The PCI Council’s response regarding a monitoring-only WAF (Req. 6.6, PCI DSS 3.0)

von |30. Oktober 2014|English|0 Kommentare|

On July I wrote a blog post about the modified Requirement 6.6 in PCI DSS 3.0. I am not going into the details again, it’s sufficient to say that the new standard allows to operate a WAF in monitoring only mode without blocking requests:

6.6 For public-facing web applications, ensure that either of the following methods is in place as follows:
[..]
– Is configured to either block web-based attacks, or generate an alert.

That was a very strange change in PCI DSS 3.0 and I assumed it was some sort of typo error. I decided to send an E-Mail to the PCI Council to get some clarification about this change. It took some time, but I finally got a response. To sum up: It is no typo error.

The PCI Security Standards Council Response Team’s answer:

The intent of Requirement 6.6 is to ensure web-facing applications are protected from known attacks. One of the options defined by the requirement is to install an automated technical solution (such as WAF) that “detects and prevents” web-based attacks. The solution used can encompass a combination of technology and process. Where the solution includes a reliance on process, there must be mechanisms to ensure that processes are followed in order to prevent attacks and meet the intent of the requirement. For example, if a WAF is configured to “monitor only” rather than “block” attacks, there must also be real-time alerting and response procedures in place to react to, and thus prevent, incoming attacks in a timely manner.

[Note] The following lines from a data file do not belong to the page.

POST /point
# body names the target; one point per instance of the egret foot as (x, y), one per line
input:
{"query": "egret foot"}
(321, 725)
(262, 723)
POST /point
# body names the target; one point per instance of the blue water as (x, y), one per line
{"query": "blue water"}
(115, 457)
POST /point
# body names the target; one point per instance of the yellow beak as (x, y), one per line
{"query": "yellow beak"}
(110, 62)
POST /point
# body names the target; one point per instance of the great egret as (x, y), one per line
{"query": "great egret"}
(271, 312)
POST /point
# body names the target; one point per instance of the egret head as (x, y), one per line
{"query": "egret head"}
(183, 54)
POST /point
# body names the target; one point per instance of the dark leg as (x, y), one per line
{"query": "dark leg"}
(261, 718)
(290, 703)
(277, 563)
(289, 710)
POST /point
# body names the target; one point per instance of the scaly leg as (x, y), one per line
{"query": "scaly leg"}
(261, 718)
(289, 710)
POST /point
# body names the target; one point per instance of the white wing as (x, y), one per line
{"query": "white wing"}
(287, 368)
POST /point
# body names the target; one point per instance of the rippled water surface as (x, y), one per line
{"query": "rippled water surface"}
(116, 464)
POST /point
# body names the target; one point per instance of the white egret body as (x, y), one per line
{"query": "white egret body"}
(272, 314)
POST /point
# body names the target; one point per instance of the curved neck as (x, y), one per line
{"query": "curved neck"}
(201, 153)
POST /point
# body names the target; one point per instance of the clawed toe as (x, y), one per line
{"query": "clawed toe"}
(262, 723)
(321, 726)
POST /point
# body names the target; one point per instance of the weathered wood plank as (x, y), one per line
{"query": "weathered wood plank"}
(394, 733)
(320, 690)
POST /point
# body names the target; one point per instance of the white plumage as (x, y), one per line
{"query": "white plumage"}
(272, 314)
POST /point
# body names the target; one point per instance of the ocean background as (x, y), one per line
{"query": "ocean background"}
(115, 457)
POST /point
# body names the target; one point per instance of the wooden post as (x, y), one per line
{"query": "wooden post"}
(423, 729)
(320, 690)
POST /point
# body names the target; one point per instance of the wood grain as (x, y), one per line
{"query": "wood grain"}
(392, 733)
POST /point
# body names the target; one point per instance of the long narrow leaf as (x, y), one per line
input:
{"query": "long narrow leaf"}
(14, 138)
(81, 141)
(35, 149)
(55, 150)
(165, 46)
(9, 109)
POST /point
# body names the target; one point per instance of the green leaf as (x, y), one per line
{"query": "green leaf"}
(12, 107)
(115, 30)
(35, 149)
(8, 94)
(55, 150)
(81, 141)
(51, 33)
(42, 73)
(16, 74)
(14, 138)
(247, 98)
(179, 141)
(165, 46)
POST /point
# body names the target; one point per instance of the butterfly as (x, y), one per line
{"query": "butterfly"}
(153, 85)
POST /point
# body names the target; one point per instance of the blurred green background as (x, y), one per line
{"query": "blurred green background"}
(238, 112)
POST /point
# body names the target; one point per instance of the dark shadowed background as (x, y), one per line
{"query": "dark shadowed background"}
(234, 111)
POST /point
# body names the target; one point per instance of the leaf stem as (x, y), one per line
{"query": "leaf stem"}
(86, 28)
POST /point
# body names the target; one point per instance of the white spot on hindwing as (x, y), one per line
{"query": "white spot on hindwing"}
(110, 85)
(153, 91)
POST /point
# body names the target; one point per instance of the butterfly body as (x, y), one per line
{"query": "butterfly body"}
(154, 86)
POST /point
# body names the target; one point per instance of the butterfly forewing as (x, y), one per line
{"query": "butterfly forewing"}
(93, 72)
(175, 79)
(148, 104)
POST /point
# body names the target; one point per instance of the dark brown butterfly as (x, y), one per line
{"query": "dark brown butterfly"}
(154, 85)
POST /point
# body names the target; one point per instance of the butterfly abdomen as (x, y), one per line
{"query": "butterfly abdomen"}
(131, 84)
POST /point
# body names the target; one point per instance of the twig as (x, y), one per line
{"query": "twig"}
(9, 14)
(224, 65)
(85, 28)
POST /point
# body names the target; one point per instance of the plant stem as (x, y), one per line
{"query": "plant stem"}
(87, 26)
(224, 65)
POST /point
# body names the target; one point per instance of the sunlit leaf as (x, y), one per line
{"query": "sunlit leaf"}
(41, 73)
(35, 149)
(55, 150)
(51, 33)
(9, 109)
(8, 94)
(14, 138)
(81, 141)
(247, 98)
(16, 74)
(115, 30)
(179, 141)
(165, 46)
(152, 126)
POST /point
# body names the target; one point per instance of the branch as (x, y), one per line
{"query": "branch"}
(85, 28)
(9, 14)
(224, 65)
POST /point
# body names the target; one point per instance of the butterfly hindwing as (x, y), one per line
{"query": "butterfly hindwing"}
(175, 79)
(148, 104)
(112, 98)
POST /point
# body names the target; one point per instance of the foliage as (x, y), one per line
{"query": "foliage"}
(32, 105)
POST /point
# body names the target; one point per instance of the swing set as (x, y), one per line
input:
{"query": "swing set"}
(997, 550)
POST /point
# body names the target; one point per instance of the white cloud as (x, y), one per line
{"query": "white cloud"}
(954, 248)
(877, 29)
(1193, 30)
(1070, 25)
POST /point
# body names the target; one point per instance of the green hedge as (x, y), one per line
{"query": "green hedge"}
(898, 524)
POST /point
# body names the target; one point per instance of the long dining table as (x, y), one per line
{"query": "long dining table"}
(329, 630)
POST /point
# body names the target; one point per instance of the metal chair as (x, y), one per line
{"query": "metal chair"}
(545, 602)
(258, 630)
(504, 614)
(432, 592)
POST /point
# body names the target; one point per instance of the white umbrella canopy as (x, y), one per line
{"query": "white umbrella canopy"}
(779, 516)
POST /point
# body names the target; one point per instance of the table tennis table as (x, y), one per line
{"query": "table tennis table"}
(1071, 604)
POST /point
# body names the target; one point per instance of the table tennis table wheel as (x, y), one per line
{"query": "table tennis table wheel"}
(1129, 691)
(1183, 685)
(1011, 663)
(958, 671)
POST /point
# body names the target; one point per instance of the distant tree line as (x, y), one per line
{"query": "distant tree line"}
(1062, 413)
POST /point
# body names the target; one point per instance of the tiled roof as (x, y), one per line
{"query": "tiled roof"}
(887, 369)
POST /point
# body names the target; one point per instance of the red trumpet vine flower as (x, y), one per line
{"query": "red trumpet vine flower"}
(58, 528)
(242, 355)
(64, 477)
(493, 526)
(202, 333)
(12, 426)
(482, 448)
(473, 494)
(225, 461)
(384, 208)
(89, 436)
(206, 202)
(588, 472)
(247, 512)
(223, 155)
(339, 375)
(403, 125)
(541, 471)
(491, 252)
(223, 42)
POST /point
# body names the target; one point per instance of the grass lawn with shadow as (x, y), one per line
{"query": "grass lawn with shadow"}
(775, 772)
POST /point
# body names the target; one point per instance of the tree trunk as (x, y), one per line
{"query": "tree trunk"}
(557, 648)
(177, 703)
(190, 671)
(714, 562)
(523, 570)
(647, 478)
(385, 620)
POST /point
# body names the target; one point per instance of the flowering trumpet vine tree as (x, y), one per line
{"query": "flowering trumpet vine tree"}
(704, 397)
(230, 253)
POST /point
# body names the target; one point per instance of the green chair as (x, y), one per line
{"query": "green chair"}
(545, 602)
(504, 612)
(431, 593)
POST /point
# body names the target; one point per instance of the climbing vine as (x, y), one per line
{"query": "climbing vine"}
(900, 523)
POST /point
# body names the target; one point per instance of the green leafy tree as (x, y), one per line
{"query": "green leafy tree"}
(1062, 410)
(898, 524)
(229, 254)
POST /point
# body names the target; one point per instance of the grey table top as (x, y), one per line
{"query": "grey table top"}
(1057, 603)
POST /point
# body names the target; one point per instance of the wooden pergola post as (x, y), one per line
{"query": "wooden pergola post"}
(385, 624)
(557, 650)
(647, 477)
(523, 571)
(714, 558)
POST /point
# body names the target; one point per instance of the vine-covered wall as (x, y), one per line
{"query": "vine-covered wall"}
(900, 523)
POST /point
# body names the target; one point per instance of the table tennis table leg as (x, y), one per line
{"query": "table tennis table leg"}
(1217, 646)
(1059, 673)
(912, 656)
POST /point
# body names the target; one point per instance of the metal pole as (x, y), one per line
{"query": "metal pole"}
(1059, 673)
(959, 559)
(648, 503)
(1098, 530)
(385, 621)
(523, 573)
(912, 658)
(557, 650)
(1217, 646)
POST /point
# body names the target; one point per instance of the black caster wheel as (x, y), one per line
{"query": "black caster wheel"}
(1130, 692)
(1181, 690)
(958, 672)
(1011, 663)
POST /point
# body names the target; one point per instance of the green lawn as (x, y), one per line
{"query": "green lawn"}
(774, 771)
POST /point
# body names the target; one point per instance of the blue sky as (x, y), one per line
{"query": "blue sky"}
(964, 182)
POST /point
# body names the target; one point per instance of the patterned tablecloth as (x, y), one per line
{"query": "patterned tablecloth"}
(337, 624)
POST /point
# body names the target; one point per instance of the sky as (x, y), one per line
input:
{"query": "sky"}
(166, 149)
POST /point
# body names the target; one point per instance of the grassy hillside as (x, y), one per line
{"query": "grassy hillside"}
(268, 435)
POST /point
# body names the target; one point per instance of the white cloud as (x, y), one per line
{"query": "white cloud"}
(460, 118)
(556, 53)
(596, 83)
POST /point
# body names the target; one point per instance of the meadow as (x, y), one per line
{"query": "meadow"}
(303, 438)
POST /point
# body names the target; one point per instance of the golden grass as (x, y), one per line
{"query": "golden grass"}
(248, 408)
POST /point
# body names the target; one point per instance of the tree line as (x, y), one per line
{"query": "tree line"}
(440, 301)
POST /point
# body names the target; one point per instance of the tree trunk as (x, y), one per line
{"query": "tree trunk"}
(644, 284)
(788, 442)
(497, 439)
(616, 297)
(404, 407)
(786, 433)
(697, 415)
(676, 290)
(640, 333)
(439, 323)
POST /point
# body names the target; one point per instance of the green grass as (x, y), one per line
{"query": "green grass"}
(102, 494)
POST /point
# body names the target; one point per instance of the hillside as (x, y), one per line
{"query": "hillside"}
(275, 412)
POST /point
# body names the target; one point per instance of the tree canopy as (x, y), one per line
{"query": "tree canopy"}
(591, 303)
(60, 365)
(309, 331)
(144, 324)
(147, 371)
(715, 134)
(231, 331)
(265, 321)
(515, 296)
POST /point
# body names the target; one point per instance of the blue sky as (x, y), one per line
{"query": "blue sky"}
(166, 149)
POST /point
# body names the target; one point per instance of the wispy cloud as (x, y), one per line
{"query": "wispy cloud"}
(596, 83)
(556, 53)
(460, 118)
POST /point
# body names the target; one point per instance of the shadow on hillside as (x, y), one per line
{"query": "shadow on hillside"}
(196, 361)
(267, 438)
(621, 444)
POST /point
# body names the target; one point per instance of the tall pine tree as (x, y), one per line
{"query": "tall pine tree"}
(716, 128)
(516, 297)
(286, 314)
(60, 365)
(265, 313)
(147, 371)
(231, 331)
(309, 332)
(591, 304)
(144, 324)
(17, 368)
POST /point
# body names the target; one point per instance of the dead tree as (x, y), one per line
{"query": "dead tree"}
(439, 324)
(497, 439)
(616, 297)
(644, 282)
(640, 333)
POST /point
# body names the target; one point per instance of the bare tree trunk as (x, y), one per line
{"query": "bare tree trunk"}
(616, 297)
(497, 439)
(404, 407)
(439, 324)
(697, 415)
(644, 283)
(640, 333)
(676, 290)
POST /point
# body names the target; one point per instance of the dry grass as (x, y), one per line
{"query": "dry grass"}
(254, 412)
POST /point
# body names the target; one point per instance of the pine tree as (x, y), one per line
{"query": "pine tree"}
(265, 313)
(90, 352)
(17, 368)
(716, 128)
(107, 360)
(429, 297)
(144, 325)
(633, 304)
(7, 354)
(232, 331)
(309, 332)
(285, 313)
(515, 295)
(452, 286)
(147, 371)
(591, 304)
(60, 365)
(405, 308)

The requirement wording is intended to allow organizations flexibility to choose protection methods that best meet their needs. Whichever mechanisms are employed, the required result is that attacks are prevented, not just identified.

I do understand the need of a company to not have an enforcing WAF. It’s about False Positive and how to handle this problem. Everyone who operates an Intrusion Detection System knows it: False Positives are a pain in the ass and it is really hard to get rid of them, but this problem will not disturb the business. When dealing with a WAF in enforcing mode this is different. A False Positive WAF block will indeed block legitimate traffic and can possibly disturb business processes. It’s quite hard to prevent this.

So now you can indeed operate a WAF in monitoring-only mode without violating PCI DSS, when having a 24/7 response team that is able to react on a WAF alert very quickly.